Many non-math fields produce research that is valuable, but with no real impact on math itself. This seems to suggest your guess/hypothesis is false. Some use math, but more use statistics. Some use neither.
A typical thesis in many fields is novel for the questions it asks, though the way of gathering evidence and the statistical evaluation of that question can be quite standard. Such theses don't advance statistics either, though they may (occasionally) use it in creative ways. But their importance lies in asking and giving evidence for important questions in the field.
But there are fields that use very little math. Some theses in philosophy, for example, don't use math at all. History might be similar.
But Economics is pretty mathematical in some of the things it does. But since it often gets things quite wrong, while using "accepted" methods, it isn't really fundamentally like math. You need a lot of math to study it, perhaps, but that doesn't make it math - certainly not pure math, though it is an application (many cases).
I'd guess that you probably do need to prove that you know some math in order to undertake a dissertation in some fields and likewise statistics in others. In particular, in some places there are comprehensive exams that require some math and/or statistics background.

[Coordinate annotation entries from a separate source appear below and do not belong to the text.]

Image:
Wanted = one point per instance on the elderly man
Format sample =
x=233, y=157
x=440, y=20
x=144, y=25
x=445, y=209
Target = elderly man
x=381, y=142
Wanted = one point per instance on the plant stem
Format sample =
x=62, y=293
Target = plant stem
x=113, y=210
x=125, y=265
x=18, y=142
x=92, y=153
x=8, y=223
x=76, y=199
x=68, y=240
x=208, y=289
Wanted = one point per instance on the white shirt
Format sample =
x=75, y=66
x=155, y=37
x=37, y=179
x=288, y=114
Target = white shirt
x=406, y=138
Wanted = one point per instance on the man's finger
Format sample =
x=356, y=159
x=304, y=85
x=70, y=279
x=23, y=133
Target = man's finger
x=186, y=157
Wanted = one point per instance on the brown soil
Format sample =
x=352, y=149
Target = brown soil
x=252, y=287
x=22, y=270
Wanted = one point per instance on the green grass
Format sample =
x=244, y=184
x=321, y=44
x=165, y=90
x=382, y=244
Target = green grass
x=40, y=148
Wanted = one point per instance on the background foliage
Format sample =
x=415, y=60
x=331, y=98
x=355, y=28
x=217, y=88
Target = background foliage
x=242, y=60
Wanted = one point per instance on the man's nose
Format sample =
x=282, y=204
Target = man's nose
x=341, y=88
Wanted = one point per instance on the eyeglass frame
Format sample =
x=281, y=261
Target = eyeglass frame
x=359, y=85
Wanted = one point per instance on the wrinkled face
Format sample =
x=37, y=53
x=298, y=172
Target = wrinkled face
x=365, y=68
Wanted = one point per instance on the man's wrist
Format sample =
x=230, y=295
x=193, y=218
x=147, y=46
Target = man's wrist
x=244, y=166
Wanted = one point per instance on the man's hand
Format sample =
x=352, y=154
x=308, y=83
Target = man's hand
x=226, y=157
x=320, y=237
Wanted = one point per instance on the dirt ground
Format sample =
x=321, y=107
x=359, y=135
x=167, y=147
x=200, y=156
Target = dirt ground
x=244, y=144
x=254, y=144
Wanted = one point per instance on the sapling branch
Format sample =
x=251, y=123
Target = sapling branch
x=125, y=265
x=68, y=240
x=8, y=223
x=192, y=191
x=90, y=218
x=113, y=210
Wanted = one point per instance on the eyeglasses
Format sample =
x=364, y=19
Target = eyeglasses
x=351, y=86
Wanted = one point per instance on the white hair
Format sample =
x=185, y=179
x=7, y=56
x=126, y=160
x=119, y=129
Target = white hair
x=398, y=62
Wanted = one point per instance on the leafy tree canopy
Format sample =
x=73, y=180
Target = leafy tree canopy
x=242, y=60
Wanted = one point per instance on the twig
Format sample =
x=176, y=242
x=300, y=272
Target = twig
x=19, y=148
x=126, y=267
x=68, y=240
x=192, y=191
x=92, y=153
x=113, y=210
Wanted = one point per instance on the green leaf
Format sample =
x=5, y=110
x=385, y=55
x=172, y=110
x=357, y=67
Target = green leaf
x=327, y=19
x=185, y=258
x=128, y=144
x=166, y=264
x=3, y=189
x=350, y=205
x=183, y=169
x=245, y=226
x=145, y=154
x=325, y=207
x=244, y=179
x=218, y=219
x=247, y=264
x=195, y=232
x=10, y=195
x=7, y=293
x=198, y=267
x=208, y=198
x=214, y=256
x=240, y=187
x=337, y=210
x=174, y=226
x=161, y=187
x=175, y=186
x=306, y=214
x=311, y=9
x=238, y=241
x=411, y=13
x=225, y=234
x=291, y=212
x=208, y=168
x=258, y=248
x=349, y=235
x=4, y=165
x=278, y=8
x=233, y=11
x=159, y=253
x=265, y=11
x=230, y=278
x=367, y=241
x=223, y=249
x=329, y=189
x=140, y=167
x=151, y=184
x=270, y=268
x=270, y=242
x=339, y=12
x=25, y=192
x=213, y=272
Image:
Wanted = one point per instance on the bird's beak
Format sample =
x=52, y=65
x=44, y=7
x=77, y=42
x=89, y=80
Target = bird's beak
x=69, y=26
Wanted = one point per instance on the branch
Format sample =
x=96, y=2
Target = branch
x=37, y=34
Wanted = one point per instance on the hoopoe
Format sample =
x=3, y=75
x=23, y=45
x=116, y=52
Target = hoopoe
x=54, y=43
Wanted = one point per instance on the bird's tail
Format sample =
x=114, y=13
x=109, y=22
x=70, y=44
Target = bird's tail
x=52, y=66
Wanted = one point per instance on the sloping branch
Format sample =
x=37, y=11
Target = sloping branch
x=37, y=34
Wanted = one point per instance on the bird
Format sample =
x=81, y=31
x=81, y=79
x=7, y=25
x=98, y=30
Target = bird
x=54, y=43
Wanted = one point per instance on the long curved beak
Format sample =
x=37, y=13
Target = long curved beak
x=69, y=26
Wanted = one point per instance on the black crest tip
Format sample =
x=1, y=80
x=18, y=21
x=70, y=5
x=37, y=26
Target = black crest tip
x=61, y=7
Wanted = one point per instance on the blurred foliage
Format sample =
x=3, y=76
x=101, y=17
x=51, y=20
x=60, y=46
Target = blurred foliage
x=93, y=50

But, it isn't a universal. It is field dependent and even likely dependent on some specifics within fields.
In the US, most undergraduates going on to graduate study will have some math required in their program. Political Science students, perhaps, not so much, though some questions there require statistics for adequate answers. English Literature maybe not needed at all even if it is studied.
Note that in most fields, questions don't have binary, yes/no, answers. So statistics is often necessary to get the measure of "how true" some hypothesis is. And, since it is difficult to study complete populations for many things (as some are large are others constantly changing) it is necessary to rely on (imperfect) sampling. But it is the questions, themselves, that drive the research.